How do we know it is working?
"It's working when students are actively engaged and feel safe in showing what they know; teachers' expectations are high and their students are meeting them. The classroom is a joyful grappling with concepts and skills. Once I heard Jonathan Kozol say that too much testing, too much scripting of teacher's lessons, too much making it through the curriculum was destroying "the spontaneous joy of intellectual curiosity." In arts-integrated classrooms, in the arts immersion as well, that joy is alive. I remember a study entitled: Effective Pedagogy. Its five essential components were: Joint Productive Activity; Language and Literature Across the Curriculum; Making Meaning by Connecting to Student Lives; Teaching Complex Thinking; and Teaching Through Conversation. The workshops, discussions, and unit implementations fit all of these.

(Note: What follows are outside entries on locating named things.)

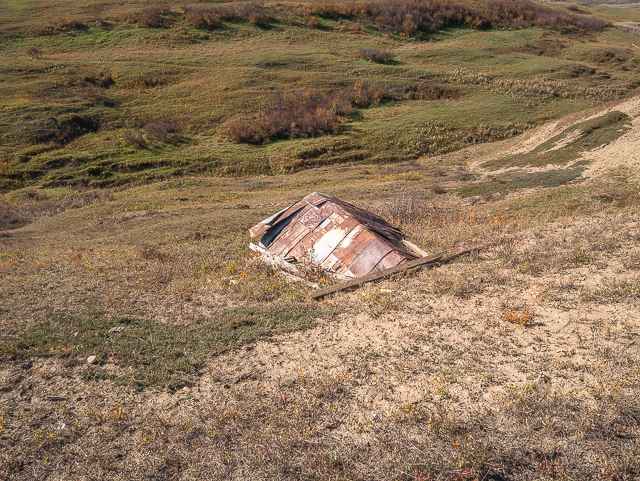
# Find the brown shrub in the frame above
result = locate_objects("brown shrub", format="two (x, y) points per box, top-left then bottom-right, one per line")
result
(226, 82), (400, 144)
(144, 120), (183, 144)
(185, 8), (222, 30)
(33, 18), (89, 35)
(300, 0), (605, 37)
(26, 47), (44, 58)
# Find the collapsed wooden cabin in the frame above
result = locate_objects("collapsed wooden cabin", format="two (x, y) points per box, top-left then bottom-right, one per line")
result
(249, 192), (420, 278)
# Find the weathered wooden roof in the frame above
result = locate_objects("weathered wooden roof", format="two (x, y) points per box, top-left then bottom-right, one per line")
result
(249, 192), (417, 277)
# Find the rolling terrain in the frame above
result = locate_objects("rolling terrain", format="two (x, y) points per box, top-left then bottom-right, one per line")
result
(0, 1), (640, 480)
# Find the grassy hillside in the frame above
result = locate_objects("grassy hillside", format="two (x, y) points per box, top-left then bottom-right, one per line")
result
(0, 0), (640, 481)
(0, 1), (640, 191)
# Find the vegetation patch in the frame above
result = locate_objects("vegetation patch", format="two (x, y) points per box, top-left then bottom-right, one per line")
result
(458, 166), (585, 197)
(226, 82), (458, 144)
(482, 111), (631, 170)
(0, 304), (327, 390)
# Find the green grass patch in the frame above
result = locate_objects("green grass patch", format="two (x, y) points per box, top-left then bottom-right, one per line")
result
(458, 166), (585, 197)
(0, 304), (334, 391)
(482, 111), (631, 170)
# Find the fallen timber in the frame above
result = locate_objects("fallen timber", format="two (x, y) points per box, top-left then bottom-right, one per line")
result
(310, 249), (478, 300)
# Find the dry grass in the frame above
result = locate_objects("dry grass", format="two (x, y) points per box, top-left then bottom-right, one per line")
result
(0, 149), (640, 480)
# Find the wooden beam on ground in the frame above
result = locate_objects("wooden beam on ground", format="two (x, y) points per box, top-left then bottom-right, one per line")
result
(311, 252), (444, 299)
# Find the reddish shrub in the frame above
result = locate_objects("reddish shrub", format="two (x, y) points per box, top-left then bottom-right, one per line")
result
(299, 0), (605, 37)
(186, 8), (222, 30)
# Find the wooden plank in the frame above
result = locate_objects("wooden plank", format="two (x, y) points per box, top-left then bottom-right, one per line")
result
(249, 243), (320, 289)
(311, 252), (444, 299)
(311, 248), (480, 300)
(400, 239), (429, 257)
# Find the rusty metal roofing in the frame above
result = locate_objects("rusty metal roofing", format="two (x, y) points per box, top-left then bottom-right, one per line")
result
(249, 192), (417, 277)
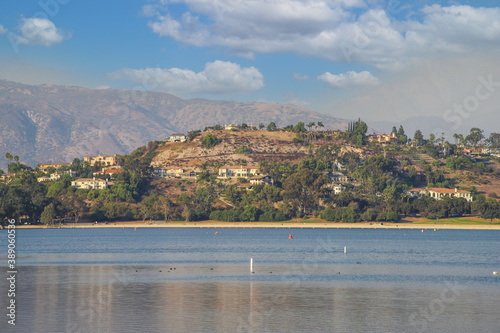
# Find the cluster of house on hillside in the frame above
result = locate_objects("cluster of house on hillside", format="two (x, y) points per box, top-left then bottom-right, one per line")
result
(406, 187), (473, 202)
(368, 133), (399, 145)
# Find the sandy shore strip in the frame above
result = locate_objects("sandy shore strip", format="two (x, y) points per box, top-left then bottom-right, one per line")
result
(10, 219), (500, 230)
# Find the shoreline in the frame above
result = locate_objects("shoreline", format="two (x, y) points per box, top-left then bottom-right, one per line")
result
(9, 219), (500, 230)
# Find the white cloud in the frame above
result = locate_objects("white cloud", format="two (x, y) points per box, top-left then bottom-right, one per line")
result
(14, 18), (69, 46)
(108, 60), (264, 96)
(143, 0), (500, 68)
(293, 73), (309, 81)
(318, 71), (380, 89)
(285, 94), (310, 107)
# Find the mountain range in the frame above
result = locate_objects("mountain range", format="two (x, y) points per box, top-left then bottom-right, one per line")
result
(0, 80), (348, 171)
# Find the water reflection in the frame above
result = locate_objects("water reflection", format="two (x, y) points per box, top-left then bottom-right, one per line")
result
(0, 265), (500, 333)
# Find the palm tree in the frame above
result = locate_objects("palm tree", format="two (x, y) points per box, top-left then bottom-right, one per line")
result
(5, 153), (13, 164)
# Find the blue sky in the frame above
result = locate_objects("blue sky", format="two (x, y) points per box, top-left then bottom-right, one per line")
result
(0, 0), (500, 131)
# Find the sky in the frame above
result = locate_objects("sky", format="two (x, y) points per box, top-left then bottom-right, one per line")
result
(0, 0), (500, 131)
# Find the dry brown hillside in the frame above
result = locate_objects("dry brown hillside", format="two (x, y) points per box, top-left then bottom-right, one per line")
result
(152, 130), (308, 168)
(151, 130), (372, 169)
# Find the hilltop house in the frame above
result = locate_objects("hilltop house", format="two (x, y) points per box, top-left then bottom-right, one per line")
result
(250, 175), (274, 185)
(38, 163), (71, 172)
(37, 170), (76, 183)
(167, 133), (187, 142)
(71, 177), (111, 190)
(92, 168), (123, 177)
(83, 155), (116, 166)
(368, 133), (399, 145)
(219, 165), (260, 178)
(406, 187), (473, 202)
(329, 172), (351, 183)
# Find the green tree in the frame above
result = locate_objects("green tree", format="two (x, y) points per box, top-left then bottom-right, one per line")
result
(397, 125), (406, 138)
(202, 133), (220, 148)
(5, 153), (13, 164)
(267, 121), (277, 132)
(293, 122), (306, 133)
(413, 130), (424, 145)
(41, 203), (57, 224)
(282, 169), (328, 213)
(465, 127), (484, 147)
(487, 133), (500, 148)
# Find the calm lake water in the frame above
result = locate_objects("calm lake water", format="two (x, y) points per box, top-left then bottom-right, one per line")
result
(0, 228), (500, 333)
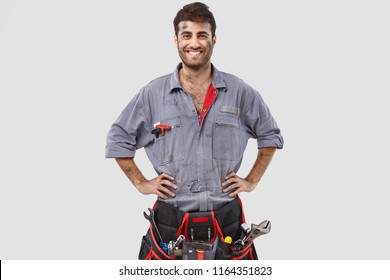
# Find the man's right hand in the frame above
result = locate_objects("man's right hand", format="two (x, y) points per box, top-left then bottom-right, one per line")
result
(116, 158), (177, 199)
(137, 173), (177, 199)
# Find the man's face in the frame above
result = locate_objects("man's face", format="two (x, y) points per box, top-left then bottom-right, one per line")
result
(175, 21), (216, 70)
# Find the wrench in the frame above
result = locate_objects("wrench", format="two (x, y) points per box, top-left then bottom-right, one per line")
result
(144, 208), (163, 243)
(235, 220), (271, 246)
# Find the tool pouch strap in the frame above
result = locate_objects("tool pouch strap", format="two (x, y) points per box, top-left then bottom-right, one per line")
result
(138, 227), (176, 260)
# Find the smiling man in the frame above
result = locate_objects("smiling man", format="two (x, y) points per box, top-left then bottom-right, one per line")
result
(106, 2), (283, 259)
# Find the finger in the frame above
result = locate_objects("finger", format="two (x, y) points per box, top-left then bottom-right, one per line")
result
(223, 183), (240, 193)
(156, 191), (169, 199)
(222, 177), (238, 187)
(160, 173), (175, 181)
(225, 171), (236, 180)
(161, 180), (177, 190)
(158, 186), (176, 197)
(229, 188), (242, 197)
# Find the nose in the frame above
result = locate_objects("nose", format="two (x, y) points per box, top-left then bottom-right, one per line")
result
(189, 36), (200, 49)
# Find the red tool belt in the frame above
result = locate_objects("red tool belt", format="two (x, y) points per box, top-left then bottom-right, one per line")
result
(138, 198), (257, 260)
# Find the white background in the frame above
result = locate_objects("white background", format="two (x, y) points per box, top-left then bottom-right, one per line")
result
(0, 0), (390, 259)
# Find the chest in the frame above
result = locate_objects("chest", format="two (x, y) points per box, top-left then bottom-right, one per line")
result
(184, 85), (209, 114)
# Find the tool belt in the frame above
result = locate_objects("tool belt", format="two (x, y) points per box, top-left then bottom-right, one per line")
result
(138, 197), (257, 260)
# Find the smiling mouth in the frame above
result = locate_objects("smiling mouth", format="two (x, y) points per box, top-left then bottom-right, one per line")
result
(187, 51), (202, 56)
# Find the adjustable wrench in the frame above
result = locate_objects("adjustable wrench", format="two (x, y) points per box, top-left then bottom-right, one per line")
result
(144, 208), (163, 243)
(235, 220), (271, 246)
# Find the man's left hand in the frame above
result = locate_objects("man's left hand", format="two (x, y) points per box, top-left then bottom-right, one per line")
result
(222, 172), (257, 197)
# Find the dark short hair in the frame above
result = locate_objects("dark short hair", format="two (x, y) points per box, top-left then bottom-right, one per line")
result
(173, 2), (217, 37)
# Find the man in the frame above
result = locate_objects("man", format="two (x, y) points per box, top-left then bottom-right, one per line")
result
(106, 2), (283, 259)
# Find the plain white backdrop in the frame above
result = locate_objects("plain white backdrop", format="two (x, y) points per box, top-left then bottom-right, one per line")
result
(0, 0), (390, 259)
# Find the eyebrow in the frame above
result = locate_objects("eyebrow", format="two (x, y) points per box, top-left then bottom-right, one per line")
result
(180, 30), (209, 36)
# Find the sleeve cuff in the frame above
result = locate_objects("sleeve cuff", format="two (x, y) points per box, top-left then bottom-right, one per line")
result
(257, 137), (283, 149)
(106, 145), (135, 158)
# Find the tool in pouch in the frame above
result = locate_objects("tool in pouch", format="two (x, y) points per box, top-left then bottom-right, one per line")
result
(233, 220), (271, 256)
(152, 122), (173, 138)
(186, 212), (216, 260)
(144, 208), (192, 257)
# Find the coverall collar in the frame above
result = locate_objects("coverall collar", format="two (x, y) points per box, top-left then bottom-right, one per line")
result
(169, 63), (226, 93)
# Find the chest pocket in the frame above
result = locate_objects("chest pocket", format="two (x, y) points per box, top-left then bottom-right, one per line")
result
(154, 117), (184, 165)
(212, 118), (242, 160)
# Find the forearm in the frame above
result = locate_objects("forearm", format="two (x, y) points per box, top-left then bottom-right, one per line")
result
(245, 147), (276, 185)
(116, 158), (177, 199)
(115, 158), (146, 190)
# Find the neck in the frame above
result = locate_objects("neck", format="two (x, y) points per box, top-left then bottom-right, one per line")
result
(179, 63), (212, 84)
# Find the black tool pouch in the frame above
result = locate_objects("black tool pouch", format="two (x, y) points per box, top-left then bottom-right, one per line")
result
(138, 229), (177, 260)
(185, 212), (216, 242)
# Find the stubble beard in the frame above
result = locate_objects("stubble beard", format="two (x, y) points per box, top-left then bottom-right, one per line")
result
(178, 42), (213, 71)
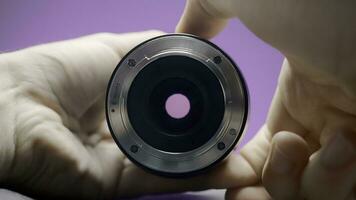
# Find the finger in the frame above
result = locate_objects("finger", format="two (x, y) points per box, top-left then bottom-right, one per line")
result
(262, 131), (309, 200)
(225, 186), (272, 200)
(11, 31), (162, 119)
(176, 0), (235, 38)
(118, 155), (255, 197)
(118, 126), (269, 197)
(302, 132), (356, 200)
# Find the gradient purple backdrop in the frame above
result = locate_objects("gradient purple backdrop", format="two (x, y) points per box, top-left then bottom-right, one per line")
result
(0, 0), (283, 200)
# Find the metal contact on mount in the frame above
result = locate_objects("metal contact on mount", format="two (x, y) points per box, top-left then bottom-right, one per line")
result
(106, 34), (249, 176)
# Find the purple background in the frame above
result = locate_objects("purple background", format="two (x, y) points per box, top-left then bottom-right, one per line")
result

"The arts immersion deepens discussion and builds community through the creation of shared stories. In the workshop we ask the teachers to suspend disbelief and take a risk just like the kids. Words became live ideas through creating images, a physical emotional grappling with content. Not all academic curriculum needs art as a vehicle, but a sustained use of the strategy builds habit of mind. Students know what intellectual curiosity and exploration feel like, they learn to evoke images and ask questions throughout their course work. The art of active learning is a habit of mind that students acquire, and arts-integration offers them the opportunity.

"I'm completely convinced in the power of learning in and through the arts."